To call a Special Session, the governor must issue a resolution that includes specific issues to be considered by the legislature. But the legislature does have the ability to consider topics other than those listed by the governor. However, those bills would have to garner a two-thirds vote—that is, unless the legislation happens to be a proposed constitutional amendment. In that case, they will only need a three-fifths vote, as they do during any Regular Session.
So while the lottery and other gambling proposals that would require a constitutional amendment might not have made it out of the State Legislature this Spring, they may have another chance in August, when the governor is expected to recall lawmakers for a Special Session.
Senate President Pro Tem Del Marsh (R-Anniston) said he and his caucus remain staunchly opposed to raising taxes.
“I don’t see the sentiment of this body changing,” Marsh said. But he is optimistic that a gambling expansion could be part of the budget solution.
“I’m not a gamer,” he said during a press conference announcing his gambling proposal earlier this year. “I don’t game. But I think it’s time we let the people make a decision so that people who want to do this can do it and leave those revenues in the State of Alabama.”
Marsh was not able to garner enough support among his colleagues to bring his bill up for a vote during the Regular Session, making the prospect of rounding up enough votes to get a three-fifths majority in the Special Session unlikely.

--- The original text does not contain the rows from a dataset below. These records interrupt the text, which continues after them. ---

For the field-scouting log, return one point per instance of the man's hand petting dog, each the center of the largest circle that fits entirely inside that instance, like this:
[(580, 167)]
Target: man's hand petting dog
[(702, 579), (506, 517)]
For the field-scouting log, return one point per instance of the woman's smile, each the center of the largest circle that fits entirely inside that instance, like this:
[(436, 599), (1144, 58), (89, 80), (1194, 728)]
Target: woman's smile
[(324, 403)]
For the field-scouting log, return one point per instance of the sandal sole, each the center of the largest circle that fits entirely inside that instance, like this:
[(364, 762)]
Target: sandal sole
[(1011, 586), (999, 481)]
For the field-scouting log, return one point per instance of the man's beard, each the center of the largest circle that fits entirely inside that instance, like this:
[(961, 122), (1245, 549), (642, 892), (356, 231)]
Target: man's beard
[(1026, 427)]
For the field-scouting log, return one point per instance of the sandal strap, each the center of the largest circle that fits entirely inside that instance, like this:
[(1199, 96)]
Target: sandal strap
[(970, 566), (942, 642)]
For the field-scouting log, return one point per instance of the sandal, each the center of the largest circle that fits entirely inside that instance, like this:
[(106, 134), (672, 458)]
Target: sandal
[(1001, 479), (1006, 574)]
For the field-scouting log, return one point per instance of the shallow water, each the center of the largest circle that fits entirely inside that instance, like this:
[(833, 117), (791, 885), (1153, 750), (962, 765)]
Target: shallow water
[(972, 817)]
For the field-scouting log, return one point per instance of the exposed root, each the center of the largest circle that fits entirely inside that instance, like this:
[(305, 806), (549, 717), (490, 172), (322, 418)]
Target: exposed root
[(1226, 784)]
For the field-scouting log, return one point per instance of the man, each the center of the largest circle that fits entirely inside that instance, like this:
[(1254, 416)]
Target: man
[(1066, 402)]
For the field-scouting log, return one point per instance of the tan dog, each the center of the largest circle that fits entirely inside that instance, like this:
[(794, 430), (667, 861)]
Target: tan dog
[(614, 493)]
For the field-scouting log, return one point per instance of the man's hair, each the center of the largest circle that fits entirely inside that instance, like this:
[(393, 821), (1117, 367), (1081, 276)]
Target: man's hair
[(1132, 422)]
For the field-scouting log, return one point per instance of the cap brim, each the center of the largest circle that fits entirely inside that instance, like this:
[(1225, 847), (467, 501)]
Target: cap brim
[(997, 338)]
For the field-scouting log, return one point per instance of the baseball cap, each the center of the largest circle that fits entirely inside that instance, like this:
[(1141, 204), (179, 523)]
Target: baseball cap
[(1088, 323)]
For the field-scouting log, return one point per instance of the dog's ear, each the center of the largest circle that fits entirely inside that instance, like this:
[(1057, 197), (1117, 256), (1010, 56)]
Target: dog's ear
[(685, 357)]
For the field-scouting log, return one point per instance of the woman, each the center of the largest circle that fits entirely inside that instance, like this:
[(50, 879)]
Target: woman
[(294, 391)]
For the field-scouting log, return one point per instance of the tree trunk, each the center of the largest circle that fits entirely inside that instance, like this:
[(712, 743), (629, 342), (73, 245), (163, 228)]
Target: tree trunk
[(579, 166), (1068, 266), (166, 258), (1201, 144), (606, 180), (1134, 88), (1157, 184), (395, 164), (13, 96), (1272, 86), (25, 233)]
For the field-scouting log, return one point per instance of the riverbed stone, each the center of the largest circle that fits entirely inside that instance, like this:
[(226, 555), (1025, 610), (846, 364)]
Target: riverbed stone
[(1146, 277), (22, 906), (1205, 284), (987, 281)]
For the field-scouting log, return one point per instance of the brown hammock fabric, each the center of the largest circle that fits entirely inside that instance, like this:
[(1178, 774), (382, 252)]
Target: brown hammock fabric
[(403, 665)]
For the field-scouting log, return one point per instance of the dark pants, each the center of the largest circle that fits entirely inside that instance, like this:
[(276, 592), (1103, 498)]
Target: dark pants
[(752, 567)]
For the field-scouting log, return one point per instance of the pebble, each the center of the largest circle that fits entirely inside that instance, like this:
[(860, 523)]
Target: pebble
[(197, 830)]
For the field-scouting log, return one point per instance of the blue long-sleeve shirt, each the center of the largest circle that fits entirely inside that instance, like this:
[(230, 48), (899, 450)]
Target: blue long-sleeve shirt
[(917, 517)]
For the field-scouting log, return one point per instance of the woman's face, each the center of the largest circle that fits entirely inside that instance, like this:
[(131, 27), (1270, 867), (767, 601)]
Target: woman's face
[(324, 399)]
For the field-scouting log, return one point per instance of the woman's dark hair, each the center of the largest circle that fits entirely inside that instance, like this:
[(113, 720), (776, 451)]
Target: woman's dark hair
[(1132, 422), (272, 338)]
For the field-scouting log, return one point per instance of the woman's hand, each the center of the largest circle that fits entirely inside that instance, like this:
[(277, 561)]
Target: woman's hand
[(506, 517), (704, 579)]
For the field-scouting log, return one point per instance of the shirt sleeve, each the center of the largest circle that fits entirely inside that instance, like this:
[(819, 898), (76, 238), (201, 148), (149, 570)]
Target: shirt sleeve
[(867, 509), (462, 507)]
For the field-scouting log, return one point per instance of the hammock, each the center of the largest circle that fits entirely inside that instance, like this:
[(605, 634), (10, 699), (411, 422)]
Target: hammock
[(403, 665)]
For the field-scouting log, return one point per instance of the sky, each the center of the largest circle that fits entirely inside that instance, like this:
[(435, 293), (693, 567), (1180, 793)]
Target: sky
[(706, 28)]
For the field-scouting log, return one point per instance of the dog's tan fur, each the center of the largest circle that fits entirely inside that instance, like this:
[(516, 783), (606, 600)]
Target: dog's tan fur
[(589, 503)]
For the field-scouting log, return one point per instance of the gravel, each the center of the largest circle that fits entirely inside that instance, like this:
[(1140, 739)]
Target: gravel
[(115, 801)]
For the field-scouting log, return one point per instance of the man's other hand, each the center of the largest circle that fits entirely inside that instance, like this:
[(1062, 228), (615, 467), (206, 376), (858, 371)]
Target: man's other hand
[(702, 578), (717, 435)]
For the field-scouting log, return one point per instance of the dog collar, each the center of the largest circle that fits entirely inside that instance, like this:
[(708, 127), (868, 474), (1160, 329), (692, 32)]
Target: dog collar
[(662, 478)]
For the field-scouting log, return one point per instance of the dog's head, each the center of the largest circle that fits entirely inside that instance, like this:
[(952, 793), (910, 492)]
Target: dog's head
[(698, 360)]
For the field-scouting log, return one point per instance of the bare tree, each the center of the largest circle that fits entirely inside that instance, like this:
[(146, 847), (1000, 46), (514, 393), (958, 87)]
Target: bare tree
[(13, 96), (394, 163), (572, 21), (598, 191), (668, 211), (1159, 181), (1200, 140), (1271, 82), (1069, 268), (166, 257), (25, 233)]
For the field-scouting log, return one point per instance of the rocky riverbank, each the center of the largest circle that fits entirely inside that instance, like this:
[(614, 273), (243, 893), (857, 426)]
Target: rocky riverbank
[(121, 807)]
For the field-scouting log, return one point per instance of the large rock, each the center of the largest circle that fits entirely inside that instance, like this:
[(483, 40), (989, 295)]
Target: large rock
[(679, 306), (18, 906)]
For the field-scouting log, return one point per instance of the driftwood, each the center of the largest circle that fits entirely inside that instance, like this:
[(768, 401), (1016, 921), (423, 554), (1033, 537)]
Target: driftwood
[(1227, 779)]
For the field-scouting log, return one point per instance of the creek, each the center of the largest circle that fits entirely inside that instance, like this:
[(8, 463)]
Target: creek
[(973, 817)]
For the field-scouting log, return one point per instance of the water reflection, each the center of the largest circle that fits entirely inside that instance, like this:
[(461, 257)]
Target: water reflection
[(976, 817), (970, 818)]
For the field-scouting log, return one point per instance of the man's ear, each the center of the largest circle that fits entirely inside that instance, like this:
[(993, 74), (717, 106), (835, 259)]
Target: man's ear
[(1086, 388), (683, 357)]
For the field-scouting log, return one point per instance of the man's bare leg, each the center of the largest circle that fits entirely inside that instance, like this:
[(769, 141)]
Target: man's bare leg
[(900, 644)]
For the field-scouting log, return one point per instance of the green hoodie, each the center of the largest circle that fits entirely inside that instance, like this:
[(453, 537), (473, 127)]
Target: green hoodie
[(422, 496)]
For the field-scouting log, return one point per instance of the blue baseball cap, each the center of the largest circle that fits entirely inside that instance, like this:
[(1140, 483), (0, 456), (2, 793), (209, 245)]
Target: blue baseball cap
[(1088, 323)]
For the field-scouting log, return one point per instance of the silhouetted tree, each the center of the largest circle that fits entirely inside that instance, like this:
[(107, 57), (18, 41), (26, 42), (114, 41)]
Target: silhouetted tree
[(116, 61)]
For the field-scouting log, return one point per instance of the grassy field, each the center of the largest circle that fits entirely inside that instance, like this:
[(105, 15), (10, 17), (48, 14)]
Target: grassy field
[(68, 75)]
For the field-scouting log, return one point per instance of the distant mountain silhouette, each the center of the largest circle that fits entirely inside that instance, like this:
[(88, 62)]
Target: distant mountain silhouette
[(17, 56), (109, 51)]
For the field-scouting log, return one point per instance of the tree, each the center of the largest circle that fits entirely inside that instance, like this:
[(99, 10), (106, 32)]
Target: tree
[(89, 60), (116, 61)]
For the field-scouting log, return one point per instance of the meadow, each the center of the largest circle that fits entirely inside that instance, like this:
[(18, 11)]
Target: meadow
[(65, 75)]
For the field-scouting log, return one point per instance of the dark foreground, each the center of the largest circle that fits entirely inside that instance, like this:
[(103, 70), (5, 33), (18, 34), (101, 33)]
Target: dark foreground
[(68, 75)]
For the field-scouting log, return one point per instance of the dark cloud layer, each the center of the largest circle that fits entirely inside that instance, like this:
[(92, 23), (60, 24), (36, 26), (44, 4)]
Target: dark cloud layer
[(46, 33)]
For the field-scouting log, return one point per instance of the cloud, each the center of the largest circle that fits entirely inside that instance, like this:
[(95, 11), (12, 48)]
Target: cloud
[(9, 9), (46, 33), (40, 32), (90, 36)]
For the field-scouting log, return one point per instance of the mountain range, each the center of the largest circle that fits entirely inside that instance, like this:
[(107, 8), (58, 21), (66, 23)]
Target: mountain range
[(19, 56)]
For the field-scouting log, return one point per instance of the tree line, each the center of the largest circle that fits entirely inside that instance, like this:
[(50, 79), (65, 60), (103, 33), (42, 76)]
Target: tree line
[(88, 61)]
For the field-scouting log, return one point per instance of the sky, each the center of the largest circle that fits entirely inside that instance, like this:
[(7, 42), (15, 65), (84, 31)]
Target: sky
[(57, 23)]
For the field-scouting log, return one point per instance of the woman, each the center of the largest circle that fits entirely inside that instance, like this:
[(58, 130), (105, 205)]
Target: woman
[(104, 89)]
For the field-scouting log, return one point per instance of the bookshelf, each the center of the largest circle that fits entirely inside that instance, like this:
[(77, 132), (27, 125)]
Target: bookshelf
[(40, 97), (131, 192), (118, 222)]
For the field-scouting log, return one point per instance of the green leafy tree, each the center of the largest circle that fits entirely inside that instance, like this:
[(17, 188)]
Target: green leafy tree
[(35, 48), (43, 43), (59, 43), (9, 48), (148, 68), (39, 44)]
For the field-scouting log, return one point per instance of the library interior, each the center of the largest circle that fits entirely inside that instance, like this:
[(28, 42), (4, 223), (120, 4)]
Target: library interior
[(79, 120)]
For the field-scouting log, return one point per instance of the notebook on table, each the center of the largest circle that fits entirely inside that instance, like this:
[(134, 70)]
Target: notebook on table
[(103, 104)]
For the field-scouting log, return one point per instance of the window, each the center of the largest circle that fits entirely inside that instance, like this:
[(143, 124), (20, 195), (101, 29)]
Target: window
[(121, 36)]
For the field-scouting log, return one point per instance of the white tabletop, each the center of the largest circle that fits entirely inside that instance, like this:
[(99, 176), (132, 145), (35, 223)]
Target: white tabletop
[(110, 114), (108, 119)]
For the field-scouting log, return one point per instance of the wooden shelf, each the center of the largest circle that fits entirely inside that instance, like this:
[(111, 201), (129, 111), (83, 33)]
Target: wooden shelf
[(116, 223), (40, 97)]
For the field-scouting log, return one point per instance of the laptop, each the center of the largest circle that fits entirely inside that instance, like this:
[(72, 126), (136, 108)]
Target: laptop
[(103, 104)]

A large bloc of conservative senators and a growing group of House members have already publicly vowed to stand in the way of any proposed tax increase. Considering they will all have to face voters again in a few short years, it is hard to imagine them changing directions.
None of the governor’s eight tax increase proposals ever saw a vote in either house of the legislature, but they will at least be required to be considered in a special session.
The governor said earlier in the year that he wants his proposed $541 million tax increase, even if the legislature has “to have ten special sessions” to get it done.
Whether or not that will happen remains to be seen as many lawmakers hope the next two months of negotiations yield a solution.